The company has outgrown the 15,000-square-foot building it purchased in 2013 and will transition to the 40,330-square-foot facility 6 miles away in Bloomfield, Conn., President Peter Burgess said in a Jan. 26 phone interview. The building is in a 600-acre office park development.

Burgess said he plans to sell or lease the Windsor building.

The company launched in 2010 with two people. Its staff has grown to 30. “I can see us growing to 50, easily,” Burgess said. Sales have averaged $9 million to $12 million in the past couple of years, he added.

The company is expanding to handle more work domestically, Burgess said. Burteck partners with a firm in China that makes some of its molds. The arrangement allows Burteck to accommodate customers that prioritize price. All the molds are inspected and qualified in the U.S., however. The partnership “allows us to have some level of control over pricing and quality,” he added.

“As we’ve grown, we’ve felt more of a push to have work done here,” Burgess said.

Burteck has four injection molding machines, with clamping forces of 100-340 tons, for testing molds.

Sometimes customers will drop ship a new machine directly to Burteck, which is a growing area of business for the company.

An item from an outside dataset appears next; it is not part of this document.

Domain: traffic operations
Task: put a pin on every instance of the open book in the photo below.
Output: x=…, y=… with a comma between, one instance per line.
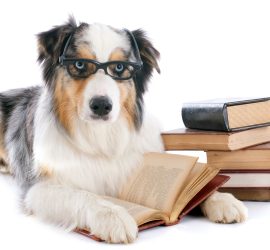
x=160, y=189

“We’ll outfit the machine for the mold,” Burgess said. “It takes the pressure off the customer and puts it on us — we’re better equipped to manage it.”

It will take time for Burteck to be able to accommodate more work. Burgess hopes to have the new site ready to occupy by June. The one-story office building will need to be modified.

In the past year, Burteck has added equipment worth about $1 million, including a five-axis precision milling machine with a robot for high-accuracy, precision machining. The company also has electric discharge machining (EDM) and wire EDM equipment, surface grinders, computerized coordinate measuring machines (CMMs), 3D modeling and simulation software, and other inspection equipment.

Burteck began making molds for liquid silicone rubber (LSR) in 2018, but its focus remains on thermoplastic elastomers, making Class 101 molds for very high production runs. “We’ve been so consumed with our turnkey business,” building production molds as well as complete molding work cells on site, he said.